Baseball Press Finally Making Wise Choices
This article is from the archive of The New York Sun before the launch of its new website in 2022. The Sun has neither altered nor updated such articles but will seek to correct any errors, mis-categorizations or other problems introduced during transfer.

Every fall, the voters on the various postseason awards make one award so head-slappingly stupid, so contrary to all reason and common sense, that one is tempted to ignore them entirely and turn to alternatives like the Internet Baseball Awards. Anyone with an Internet connection can vote on these, and in their 14-year history they have avoided such nonsense as the MVP awards given Juan Gonzalez and Mo Vaughn, proving in the process that baseball fans do in fact, as they suspect, know more about the game than the press.
It may turn out that the voters have gotten it wrong this year – Neifi Perez might well be named National League MVP next week – but every award announced this week has either gone to the obviously deserving candidate or to an eminently reasonable one. Why this is so isn’t immediately obvious, but whatever the reason, having one less reason to tear one’s hair out in frustration is always a good thing.

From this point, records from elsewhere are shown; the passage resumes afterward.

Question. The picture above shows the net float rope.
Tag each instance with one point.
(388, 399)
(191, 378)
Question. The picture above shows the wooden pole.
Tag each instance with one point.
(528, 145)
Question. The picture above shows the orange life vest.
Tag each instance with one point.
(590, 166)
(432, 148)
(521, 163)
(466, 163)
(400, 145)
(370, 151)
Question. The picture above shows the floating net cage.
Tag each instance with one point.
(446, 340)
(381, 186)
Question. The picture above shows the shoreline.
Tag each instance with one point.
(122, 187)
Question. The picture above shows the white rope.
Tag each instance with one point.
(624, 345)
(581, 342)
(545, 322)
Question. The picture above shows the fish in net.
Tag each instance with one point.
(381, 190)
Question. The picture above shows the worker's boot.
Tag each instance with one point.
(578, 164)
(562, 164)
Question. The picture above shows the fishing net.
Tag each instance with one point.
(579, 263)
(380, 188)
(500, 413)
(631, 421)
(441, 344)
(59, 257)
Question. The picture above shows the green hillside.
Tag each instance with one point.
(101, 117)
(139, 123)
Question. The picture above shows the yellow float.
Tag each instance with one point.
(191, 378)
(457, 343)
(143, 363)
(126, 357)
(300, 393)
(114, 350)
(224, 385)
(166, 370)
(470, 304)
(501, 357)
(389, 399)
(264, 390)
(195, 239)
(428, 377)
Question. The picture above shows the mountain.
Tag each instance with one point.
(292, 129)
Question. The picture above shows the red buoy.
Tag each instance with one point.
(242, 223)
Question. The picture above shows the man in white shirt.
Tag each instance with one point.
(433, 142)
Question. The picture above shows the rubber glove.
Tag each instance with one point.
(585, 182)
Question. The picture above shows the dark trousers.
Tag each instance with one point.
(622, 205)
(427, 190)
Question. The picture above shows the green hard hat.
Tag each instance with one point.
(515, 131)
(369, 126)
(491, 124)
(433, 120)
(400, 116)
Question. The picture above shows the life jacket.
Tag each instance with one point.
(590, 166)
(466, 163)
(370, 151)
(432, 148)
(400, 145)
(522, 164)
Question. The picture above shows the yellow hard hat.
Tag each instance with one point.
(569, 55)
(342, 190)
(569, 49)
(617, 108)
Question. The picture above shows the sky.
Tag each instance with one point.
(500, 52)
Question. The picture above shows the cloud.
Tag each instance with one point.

Yesterday’s announcement that Minnesota’s Johann Santana unanimously won the American League Cy Young was, to me, the biggest surprise. While I didn’t actually expect Curt Schilling to win – over the last two-thirds of the season, Santana was as dominant as anyone since Bob Gibson – I expected him to garner a few first place votes. ESPN’s matchless John Kruk is not alone in saying, “I’m just always under the impression that the guy with the most wins is the best pitcher.”
Schilling, of course, won only one more game than Santana while sporting an ERA half a run higher, but just as RBI tallies track better than any other stat to MVP votes, so do win totals track to the Cy Young. Unhappily, had Santana pitched as well as he did but through no fault of his own ended up 16-10, he probably would have lost; nonetheless, the voters’ recognition that pitching well is more important than an outsized ace reputation like Schilling’s is a small victory for rationality in America.
So were the eight first-place votes received by Randy Johnson in the National League Cy Young voting. Johnson was clearly the best pitcher in the league this year.
The Big Unit pitched 30 more innings than Roger Clemens with an ERA 0.40 lower in a tougher ballpark. Clemens, though, went 18-4, while Johnson went 16-14, a difference so great that I find it more cheering that Johnson won as many votes as he did than irritating that he lost.
In any case, this was hardly a mockery like Bob Welch’s 1990 Cy Young. Welch’s ERA that year was more than a run higher than Clemens’s, yet the A’s pitcher took home the award because he finished 27-6. That year’s bizarre voting – Dave Stewart, who was 22-11 to Clemens’s 21-6, and had an ERA more than half a run higher, actually drew three first-place votes of his own – just wouldn’t happen today.
This is a good thing not because the awards are of real consequence, but because voting patterns reflect the conventional wisdom among those who interpret and explain the game for the public. The better that conventional wisdom distinguishes real markers of excellence like preventing runs from fake ones like racking up wins, the better for everyone.
Of course, there is a long way to go. Pittsburgh’s Jason Bay, the National League Rookie of the Year, might have deserved to win the award over San Diego’s Khalil Greene, but the difference was a lot smaller than the first-place voting, which Bay won 25-7, would suggest. Bay did one thing very, very well this season, hitting for a .282 AVG/.358 OBA/.550 SLG line. Greene isn’t as good at any phase of the game as Bay is at hitting, but the sum of his contributions was nearly as valuable.
Greene is a decent fielding shortstop, whereas Bay is a merely adequate corner outfielder. He played in 19 more games than Bay, and he actually hit quite well. His .273/.349/.446 line is very good for a shortstop, especially since he played half his home games in Petco Park, which appears to severely deflate offense.
On the road, Greene hit .301/.353/.543 – quite a lot better than Bay’s road line of .256/.351/.500. I’d rather have had Greene than Bay this year; that so few voters agreed makes me suspect they’re not looking much past the surface, which is a shame.
Still, there was a time, not so long ago, when Bay’s edges of nine points of batting average, 11 home runs and 17 RBI would have been enough to give him a unanimous victory. Like the votes for Johnson, the votes for Greene show an increasing willingness to look at what a player has done in its proper context. You can’t ask much more of the baseball press than that.